Having regained freedom after the collapse of the Soviet Union, there isn't a single Eastern European country that wants to return to that socialist state.  This is why all these countries, save Hungary perhaps, are actively supporting Ukraine in this war.  They know that if Putin is able to hold onto any part of Ukraine, he will simply bide his time to strike again.

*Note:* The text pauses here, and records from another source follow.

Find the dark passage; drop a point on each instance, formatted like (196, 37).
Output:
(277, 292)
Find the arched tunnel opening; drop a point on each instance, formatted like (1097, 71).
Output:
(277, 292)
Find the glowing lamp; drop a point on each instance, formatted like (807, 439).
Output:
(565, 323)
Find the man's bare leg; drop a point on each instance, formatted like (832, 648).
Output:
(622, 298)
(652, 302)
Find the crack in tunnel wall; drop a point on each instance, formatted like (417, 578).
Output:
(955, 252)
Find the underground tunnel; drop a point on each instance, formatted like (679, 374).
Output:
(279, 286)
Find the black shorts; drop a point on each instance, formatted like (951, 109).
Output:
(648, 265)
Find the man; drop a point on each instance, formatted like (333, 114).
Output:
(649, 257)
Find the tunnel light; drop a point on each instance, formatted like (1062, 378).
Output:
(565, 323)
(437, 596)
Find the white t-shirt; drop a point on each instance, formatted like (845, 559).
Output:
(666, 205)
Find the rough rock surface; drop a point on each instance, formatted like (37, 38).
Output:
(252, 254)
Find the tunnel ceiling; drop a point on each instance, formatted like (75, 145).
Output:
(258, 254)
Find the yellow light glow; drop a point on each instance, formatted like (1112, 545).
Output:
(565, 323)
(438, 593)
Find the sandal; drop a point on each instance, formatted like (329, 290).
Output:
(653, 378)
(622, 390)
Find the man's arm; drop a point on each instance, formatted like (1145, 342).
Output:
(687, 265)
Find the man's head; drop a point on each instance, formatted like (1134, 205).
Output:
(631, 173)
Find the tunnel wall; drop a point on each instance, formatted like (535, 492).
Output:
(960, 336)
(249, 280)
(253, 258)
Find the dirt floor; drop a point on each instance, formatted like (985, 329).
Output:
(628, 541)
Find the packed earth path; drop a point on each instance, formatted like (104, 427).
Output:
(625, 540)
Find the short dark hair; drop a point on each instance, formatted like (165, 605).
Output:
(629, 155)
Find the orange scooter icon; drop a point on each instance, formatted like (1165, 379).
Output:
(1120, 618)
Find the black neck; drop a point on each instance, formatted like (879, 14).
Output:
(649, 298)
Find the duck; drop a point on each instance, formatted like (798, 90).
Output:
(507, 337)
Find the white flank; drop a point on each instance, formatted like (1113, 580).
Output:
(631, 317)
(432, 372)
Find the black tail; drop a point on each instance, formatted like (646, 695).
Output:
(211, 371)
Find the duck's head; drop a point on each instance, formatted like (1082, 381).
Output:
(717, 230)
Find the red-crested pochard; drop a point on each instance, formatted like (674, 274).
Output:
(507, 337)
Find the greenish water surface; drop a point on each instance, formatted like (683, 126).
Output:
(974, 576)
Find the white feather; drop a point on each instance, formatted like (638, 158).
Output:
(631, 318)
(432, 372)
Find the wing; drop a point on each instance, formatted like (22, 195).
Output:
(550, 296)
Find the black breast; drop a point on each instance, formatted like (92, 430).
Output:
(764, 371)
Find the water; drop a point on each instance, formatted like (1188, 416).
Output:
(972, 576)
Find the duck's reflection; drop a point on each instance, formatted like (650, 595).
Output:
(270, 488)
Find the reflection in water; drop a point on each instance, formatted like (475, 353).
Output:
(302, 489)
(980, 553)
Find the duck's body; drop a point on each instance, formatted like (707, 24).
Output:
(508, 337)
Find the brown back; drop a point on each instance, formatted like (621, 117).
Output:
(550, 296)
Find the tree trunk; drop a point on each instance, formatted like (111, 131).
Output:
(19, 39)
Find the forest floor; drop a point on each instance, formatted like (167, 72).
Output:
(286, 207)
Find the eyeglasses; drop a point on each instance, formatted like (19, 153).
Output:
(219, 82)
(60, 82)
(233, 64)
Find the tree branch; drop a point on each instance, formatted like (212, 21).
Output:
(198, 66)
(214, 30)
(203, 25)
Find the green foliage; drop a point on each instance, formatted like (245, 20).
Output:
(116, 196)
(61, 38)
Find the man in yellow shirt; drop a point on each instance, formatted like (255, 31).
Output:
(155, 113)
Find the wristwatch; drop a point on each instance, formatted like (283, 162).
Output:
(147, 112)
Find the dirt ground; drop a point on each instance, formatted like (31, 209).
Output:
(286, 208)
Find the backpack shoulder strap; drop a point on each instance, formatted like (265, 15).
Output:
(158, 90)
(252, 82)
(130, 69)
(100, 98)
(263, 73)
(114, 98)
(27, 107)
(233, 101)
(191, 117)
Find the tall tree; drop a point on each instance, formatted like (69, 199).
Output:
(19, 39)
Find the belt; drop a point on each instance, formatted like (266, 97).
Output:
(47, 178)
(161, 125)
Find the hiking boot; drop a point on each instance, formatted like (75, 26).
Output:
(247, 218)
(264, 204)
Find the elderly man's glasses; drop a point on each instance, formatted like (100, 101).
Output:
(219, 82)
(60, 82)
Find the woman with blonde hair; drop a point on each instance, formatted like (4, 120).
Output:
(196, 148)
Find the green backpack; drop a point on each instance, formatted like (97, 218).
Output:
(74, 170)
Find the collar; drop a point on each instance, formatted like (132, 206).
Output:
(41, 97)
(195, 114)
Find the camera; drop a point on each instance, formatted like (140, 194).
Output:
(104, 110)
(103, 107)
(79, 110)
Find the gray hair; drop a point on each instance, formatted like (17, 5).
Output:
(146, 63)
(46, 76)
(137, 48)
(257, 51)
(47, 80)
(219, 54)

As a result, military spending has increased significantly as has enrollment in the armed forces and state sponsored militias, which act as national reserve units.  My colleague is a member of the Lithuanian Riflemen's Union, which was allowed to expand its membership significantly this past year, as Lithuania has pretty strict gun laws.  These organizations are open to men and women of all ages.

Mostly, Lithuanians are providing humanitarian support to Ukraine because this is what the country needs most.  More than 8 million Ukrainians have been displaced as a result of this war, trying to establish their lives in other countries while the war rages in their country.  The vast majority are women and children.  The local hospitals and schools have taken in Ukrainian medics and teachers.  Even the architectural union has asked firms to take in Ukrainian architects.  A significant Ukrainian community has formed in Vilnius and Kaunas, but most of these displaced citizens long for the day they will be able to return to their homeland.

It is so satisfying to see this outreach as this is what binds humanity, and even more satisfying to see young persons take such an active role.  We often read the knocks against Millennials and Gen Z in the media, but the fact is these younger generations have a very strong social consciousness and are doing their part to provide humanitarian relief where it is needed most.